Впрочем не много прошло времени, как опять царь и король поднялись и устремились на битвы, точно бурные морские отливы и сирти, воздымающие огромные волны. Император возбудил против короля соседних ему сильных владетелей, склонив их к тому обещанием денег. А король приказывает начальнику флота Маию вывести из пристаней сорок кораблей, самых скорых на ходу, и, снарядив их заново, отправиться в Константинополь и там в слух городских жителей провозгласить его владыкой и царем Сицилии и Акилии, Капуи и Калабрии, и всех стран и островов, лежащих между ними, а римского императора унизить и очернить, и затем возвратиться. Исполняя это приказание, Маий обогнул Малею, {126} переплыл Эгейский залив и, пройдя Геллеспонт, подошел к столице. Здесь он переплыл сначала вдающийся в материк залив и, подступив к царским палатам во Влахернах, бросил на них стрелы с серебряными вызолоченными остриями, а потом, на возвратном пути оттуда, опустивши весла напротив большого дворца, начал превозносить похвалами своего короля, при громких и шумных восклицаниях всех бывших на кораблях матросов. Затем, дав быстрый ход кораблям и поплыв скорее воспеваемого древле корабля аргонавтов, он проскользнул между Систом и Авидом, как бы между другими Симплигадами, а между тем в городе произошло большое смятение, так как императора не было дома. Для короля сицилийского это было поводом к большому хвастовству, и он считал это за величайшую победу. А Мануил смотрел на этот случай как на шутку и, смеясь тому, что король добивается таких почестей, или, вернее сказать, разбойничает, предоставил ему по-пустому хвастаться и гордиться ничтожным и бесполезным успехом.
{127}
Так кончилась борьба императора Мануила в Сицилии и Калабрии. Она была блистательна и стоила весьма больших издержек, но не принесла никакой пользы римлянам и не оставила ничего, что бы могло возбудить соревнование в последующих самодержцах. Но кто станет говорить что-либо против человека, который так усердно подвизался для того, чтобы лучше устроить дела государства и покорить иноплеменников, хотя и не имел в том успеха? Вслед за сим Мануил опять объявил поход против пэонийцев, которых называют также венграми и гуннами, и приказал воинам, живущим на Западе, привезти с собою в лагерь повозки для того, чтобы они могли и самих себя снабжать в дороге жизненными припасами, и доставлять их прочему войску, у которого не будет подобных повозок. Войска собрались, и сам царь прибыль в город Сардику, называемый ныне Триадицею. Но здесь он пробыл немного времени, так как от пэонийцев явилось посольство с просьбою о мире. Отсюда он отправился против сатрапа сербского и, без труда устрашив его, убедил отказаться от союза с гуннами и только его одного признавать царем и бояться. Затем распустил большую часть войска по домам, а сам отправился в {128} область фессалийцев и, пробывши там, сколько находил нужным, возвратился в столицу.

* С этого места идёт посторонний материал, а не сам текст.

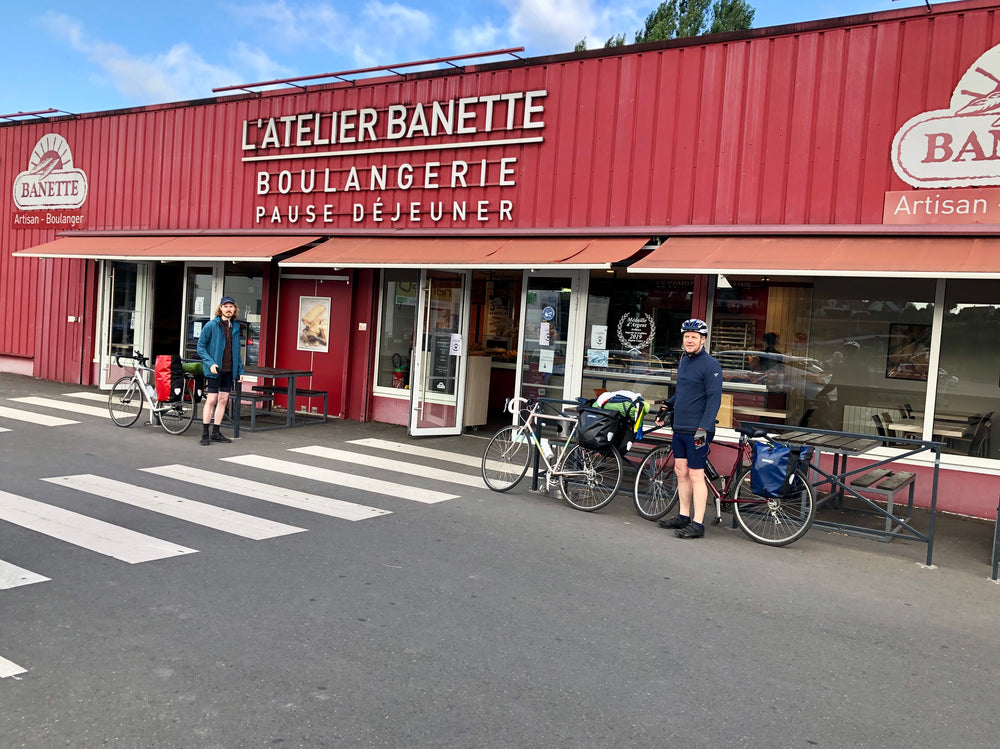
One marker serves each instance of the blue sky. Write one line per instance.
(106, 54)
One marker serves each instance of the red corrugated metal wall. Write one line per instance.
(794, 129)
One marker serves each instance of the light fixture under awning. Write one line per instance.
(149, 247)
(931, 257)
(467, 253)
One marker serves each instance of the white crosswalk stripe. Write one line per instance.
(389, 488)
(34, 418)
(388, 464)
(419, 450)
(89, 395)
(12, 576)
(7, 668)
(199, 513)
(80, 530)
(269, 493)
(79, 408)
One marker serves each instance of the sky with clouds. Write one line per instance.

Но лишь только солнце совершило зимний поворот, он снова выступает в Пелагонию, находя ее пунктом удобным, как для расположения войска, потому что она расстилается обширными равнинами, так и для собрания известий о том, что делалось у народов, с которыми он был во вражде. Его еще занимали и беспокоили дела сицилийские, потому что они не совсем еще затихли. Да и предводитель гуннов, как оказалось из его действий, также замышлял войну. Когда Андроник Комнин, бывший впоследствии римским тираном, лишен был управления Враницовой и Велеградом, по слуху о том, что он тайно соединился с пэонийцами против римлян и условился с их вождем лишить Мануила власти и присвоить ее себе, и когда вслед за тем немедленно был выслан в Пелагонию, а отсюда, уличенный в кознях против двоюродного брата и царя, препровожден в оковах в Константинополь и заключен в одной из темниц большого дворца; тогда, действительно, предводитель гуннов тотчас же выступает войной против римлян, осаждает Враницову и опустошает все тамошние места, грабя и расхищая все по своему произволу. Вследствие этого царь высылает против него военачальником хартулярия Василия Цинцилука. Цинцилук, приняв начальство над собранными войсками, построил их в когорты и фаланги и, думая, что имеет непобедимое {129} войско, вступил в бой с венграми и на несколько времени действительно одержал над ними победу. Но так как римляне без всякого порядка преследовали неприятелей, то они, обратившись назад, вознаградили себя за понесенное поражение еще более славной победой. Услышав об этом, царь сам отправляется туда, в том предположении, что пэонинцы испугаются его прибытия и удалятся из тамошних областей. Пэонийцы так и сделали, заключив с царем мир, какой можно было по тогдашним обстоятельствам. А сам царь, устроив по возможности дела в Враницове и Велеграде, возвратился в столицу.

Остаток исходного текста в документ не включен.